A field-sequential display in which color display is performed by sequentially switching the primary color selective light emission and the display pattern of the liquid crystal shutter display panel and continuously displaying each of the R, G or B display patterns in a time-division manner. A liquid crystal display device, wherein the backlight emits three primary colors of R, G, and B.

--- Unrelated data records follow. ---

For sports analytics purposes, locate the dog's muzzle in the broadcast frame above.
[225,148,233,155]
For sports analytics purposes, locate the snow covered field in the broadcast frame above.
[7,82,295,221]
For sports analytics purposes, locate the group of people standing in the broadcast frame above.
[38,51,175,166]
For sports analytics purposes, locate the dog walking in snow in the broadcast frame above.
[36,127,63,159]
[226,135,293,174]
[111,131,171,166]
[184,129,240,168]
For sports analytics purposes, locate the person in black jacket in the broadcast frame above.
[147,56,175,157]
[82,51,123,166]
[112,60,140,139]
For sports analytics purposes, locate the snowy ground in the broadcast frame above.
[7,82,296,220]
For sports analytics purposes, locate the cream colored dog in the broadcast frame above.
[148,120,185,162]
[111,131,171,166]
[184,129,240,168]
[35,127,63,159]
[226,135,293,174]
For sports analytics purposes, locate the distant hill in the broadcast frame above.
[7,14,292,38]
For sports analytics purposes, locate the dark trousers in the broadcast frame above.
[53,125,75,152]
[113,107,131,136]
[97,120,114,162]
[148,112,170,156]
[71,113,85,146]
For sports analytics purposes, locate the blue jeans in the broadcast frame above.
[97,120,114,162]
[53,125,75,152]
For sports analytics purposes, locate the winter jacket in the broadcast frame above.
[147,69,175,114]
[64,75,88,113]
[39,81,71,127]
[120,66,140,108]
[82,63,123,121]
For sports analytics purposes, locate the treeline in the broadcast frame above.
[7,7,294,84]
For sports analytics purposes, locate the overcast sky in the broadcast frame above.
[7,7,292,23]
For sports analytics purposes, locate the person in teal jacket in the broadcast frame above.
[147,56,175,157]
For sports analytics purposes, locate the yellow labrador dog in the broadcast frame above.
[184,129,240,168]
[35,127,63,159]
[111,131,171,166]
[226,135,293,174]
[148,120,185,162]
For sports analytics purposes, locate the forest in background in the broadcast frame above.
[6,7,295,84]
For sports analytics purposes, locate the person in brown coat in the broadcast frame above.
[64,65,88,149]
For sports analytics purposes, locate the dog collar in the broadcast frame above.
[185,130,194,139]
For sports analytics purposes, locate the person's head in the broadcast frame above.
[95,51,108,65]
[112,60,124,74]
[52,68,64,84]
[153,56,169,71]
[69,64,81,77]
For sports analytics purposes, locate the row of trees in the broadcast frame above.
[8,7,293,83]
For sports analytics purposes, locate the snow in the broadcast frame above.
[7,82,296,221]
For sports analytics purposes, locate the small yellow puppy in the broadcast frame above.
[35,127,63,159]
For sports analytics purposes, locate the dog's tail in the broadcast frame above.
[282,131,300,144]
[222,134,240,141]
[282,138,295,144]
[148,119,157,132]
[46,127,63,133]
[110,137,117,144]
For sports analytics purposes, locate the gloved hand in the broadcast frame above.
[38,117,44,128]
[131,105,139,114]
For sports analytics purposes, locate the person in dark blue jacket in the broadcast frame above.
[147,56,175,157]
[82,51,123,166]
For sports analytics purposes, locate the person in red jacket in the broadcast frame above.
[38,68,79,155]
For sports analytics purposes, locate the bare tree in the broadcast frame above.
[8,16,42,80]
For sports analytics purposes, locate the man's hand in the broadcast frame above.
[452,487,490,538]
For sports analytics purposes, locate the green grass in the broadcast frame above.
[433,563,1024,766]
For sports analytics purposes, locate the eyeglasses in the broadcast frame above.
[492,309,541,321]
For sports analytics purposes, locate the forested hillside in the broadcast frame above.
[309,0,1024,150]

Organic EL light emitting layers, and R, G
Or an organic EL light-emitting panel that selectively emits the three primary colors of B, between the polarizing layer on the backlight side and the organic EL light-emitting layer of the pair of polarizing layers. A light diffusing means for diffusing and transmitting the light emitted to a range corresponding to the display screen of the liquid crystal shutter display panel. 2. The liquid crystal shutter display panel according to claim 1, wherein the light diffusing means is a light diffusing member disposed between the backlight side polarizing layer of the liquid crystal shutter display panel and the backlight. Field sequential liquid crystal display device. 3. The organic EL light-emitting panel includes a light-transmitting substrate capable of transmitting light, a transparent first electrode layer formed on the light-transmitting substrate, and a partition on the first electrode layer. The organic EL light emitting layer formed by the above, and a second electrode layer formed on the organic EL light emitting layer, wherein the translucent substrate is a ground glass substrate as the light diffusing means. 2. The field sequential liquid crystal display device according to claim 1, wherein: 4. The organic EL light-emitting panel includes a light-transmitting substrate capable of transmitting light, a transparent first electrode layer formed on the light-transmitting substrate, and a partition on the first electrode layer. The organic EL light emitting layer formed by the above, and a second electrode layer formed on the organic EL light emitting layer, wherein the translucent substrate is an opalescent glass substrate as the light diffusing means The field sequential liquid crystal display device according to claim 1, wherein: 5. The liquid crystal shutter display panel according to claim 1, wherein the transparent substrate and the liquid crystal shutter display panel are joined together with a substance having a refractive index equivalent to that of the transparent substrate interposed therebetween. The field sequential liquid crystal display device according to claim 4.